Israël appelle toute résistance palestinienne à l’occupation, y compris la non-violence, au terrorisme. L’année dernière, Israël a déclaré les attaques de son armée contre des manifestants non armés « opérations de combat ». Cela a élargi les limites de ce que les soldats peuvent faire et a élargi l’immunité de l’État pour les blessures causées aux civils palestiniens.
J’avais l’habitude de croire que beaucoup de choses changeraient si les Israéliens savaient ce qui se passait en leur nom et de l’échec des forces de l’ordre israéliennes à l’arrêter. Mais les colons ne font que s’enhardir. Dans un mémoire, l’ancien chef du Shin Bet, Ami Ayalon, a rapporté que Noam Livnat, un colon de la colonie d’extrême droite de Yizhar, lui avait dit : « Si les Arabes se comportaient et acceptaient notre domination, nous leur permettrait d’accéder à l’eau et un peu d’électricité. Le fait que nous ne les ayons pas encore conduits au-delà de la frontière jordanienne était, à ses yeux, un signe de notre bienveillance.
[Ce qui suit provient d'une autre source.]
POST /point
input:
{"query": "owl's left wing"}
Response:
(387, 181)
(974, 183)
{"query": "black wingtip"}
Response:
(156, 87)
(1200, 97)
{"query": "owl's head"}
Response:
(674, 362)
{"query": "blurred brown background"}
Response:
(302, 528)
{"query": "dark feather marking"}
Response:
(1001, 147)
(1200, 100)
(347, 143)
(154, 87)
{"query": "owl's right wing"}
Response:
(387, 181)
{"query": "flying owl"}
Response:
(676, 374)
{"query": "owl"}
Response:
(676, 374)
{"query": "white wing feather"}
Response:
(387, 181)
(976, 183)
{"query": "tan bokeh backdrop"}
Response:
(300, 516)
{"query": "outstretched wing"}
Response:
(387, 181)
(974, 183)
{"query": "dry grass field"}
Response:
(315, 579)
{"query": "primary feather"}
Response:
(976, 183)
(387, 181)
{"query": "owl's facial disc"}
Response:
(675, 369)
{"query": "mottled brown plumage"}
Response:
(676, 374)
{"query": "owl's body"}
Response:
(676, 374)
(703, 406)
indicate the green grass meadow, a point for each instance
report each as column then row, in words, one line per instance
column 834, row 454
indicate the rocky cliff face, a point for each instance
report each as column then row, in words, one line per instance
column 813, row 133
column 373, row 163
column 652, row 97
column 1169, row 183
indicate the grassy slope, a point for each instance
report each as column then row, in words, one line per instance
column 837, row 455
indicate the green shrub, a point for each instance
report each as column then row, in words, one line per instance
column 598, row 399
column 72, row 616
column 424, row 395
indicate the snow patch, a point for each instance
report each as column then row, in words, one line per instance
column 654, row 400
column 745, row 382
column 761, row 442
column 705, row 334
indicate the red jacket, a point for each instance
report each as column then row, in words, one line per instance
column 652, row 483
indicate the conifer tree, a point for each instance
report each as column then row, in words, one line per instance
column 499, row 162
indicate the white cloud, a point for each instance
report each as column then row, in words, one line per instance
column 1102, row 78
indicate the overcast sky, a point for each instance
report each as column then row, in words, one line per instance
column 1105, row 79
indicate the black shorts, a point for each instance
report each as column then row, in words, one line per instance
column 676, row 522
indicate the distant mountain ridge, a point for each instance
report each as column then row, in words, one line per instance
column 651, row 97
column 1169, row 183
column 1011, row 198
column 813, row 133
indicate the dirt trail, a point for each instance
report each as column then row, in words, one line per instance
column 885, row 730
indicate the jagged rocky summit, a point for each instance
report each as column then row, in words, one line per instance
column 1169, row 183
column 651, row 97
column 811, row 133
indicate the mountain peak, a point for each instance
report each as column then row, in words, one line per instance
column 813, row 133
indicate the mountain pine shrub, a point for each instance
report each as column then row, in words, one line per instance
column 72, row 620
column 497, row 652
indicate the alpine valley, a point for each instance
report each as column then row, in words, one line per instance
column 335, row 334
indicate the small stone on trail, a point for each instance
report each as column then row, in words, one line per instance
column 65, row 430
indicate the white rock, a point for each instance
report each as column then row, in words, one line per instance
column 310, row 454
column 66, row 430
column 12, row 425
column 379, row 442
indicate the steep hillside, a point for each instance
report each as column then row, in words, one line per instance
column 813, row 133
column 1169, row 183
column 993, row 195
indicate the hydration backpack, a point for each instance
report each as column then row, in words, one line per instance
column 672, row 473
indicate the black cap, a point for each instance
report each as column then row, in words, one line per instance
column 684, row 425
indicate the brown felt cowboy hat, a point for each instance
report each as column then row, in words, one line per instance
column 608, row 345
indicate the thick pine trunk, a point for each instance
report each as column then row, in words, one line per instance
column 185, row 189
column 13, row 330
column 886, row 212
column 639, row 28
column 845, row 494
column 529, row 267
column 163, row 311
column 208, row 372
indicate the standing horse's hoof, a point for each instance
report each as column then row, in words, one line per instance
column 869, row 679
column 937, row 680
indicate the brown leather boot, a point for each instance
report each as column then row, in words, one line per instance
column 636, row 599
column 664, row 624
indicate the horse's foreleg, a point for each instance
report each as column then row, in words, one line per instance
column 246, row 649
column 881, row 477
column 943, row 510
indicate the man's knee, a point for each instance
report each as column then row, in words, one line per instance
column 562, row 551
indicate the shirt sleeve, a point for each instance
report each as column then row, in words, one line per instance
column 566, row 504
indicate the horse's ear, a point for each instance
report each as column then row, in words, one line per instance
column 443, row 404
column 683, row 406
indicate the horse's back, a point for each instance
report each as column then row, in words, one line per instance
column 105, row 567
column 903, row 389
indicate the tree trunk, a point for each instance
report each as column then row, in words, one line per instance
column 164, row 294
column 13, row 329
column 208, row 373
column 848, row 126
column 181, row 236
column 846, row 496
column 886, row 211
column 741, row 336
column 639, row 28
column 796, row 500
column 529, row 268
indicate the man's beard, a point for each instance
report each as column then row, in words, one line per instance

Les colons se considèrent comme de nouveaux pionniers, inspirés par les pères fondateurs d’Israël. Beaucoup pensent probablement que le nettoyage ethnique des Palestiniens qui a rendu possible la création de l’État juif justifie l’expulsion des Palestiniens de Cisjordanie. Il y a quelques années, j’ai rencontré un colon de Dolev qui a remis en question mon droit de marcher dans la vallée où les amis de mon neveu s’étaient fait tirer dessus par des colons. Quand je lui ai dit que j’habitais à Ramallah, il m’a dit : « Contrairement à toi, je vraiment vivre ici.” Aujourd’hui, cette rencontre semble paisible par rapport à ce qui s’est passé depuis : des tournages sans poser de questions.